Dans un seau à vendange ils mirent à macérer du purin de porc et des bouses de vache fraiches. Tout ce beau matériel étant planqué dans un coin sûr, connu d’eux seulement.
Ils patientèrent quelques temps attendant de pouvoir bénéficier d’une nuit sans lune, noire à souhait.
Le moment propice tant attendu arriva enfin.
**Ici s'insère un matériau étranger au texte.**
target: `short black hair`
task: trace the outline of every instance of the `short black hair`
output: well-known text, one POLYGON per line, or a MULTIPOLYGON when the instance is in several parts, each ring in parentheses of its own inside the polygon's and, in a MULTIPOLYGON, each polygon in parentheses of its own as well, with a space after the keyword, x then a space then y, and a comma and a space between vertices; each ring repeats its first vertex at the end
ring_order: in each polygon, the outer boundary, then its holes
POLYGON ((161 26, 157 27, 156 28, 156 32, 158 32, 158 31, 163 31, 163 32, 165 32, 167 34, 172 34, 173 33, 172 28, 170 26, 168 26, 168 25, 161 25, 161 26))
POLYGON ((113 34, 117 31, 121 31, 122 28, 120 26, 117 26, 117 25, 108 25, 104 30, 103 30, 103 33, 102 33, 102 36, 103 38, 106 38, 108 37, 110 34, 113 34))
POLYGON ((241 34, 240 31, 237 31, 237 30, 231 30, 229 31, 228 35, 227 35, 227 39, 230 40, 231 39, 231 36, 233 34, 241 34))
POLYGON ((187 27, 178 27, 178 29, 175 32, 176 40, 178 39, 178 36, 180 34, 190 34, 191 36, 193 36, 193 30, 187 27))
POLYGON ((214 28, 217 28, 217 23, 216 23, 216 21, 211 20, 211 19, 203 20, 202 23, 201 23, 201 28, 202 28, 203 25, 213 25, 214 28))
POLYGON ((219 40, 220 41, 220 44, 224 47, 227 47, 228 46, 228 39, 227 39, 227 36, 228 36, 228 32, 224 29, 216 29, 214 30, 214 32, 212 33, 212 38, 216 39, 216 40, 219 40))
Deux heures du matin, nos deux lascars, vêtus de noir, se faufilent hors du dortoir et vont récupérer leur matériel.
A pas de loup ils se dirigent vers le logement de Ronchon.
Ce dernier, logé par nécessité de service, disposait d’un logement attenant aux bâtiments de ferme. 
Ce logement comprenait une cuisine et un bureau au rez-de-chaussée et deux chambres en façade au premier étage.
Sans savoir où pouvait bien dormir le père Ronchon, le premier de nos deux vengeurs se saisit de la perche munie du gros cailloux et à petits coups réguliers cogne sur les volets de la première chambre.
Toc…Toc…Toc. …
Rien
Nos deux compères s’interrogent du regard, « passons à la deuxième chambre ».
Toc…Toc….Toc…
Une lumière filtre sous les volets.
Toc…Toc….Toc…..
- Qui est là ? murmure une voix endormie.
Toc…Toc…Toc…
Grincement de l’espagnolette ; les volets s’entrouvrent et la face furibonde de monsieur Ronchon apparaît dans l’encadrement.
Il n’a pas le temps de se retirer, une serpillère dégoulinante de purin lui arrive en pleine figure.
- Flic à l’aller !
- Floc au retour !
Attachée au bout de la deuxième perche la serpillère qui a bien trempé dans le seau de purin et de bouses, maniée de main de maître par le deuxième élève vient de le réveiller.
Cavalcade, le matériel du délit abandonné sur place, ni vu, ni connu, les coupables disparaissent dans la nuit.
Ronchon s’étouffe, éructe, tombe à la renverse.
Il est bien entendu que personne ne dit mot de cette aventure dans l’établissement, la victime ne se plaignit point, les auteurs ne s’en vantèrent pas.
Ce n’est que vingt ans plus tard au cours d’un repas d’anciens élèves, bien arrosé, que l’histoire me fût contée par l’un des protagonistes.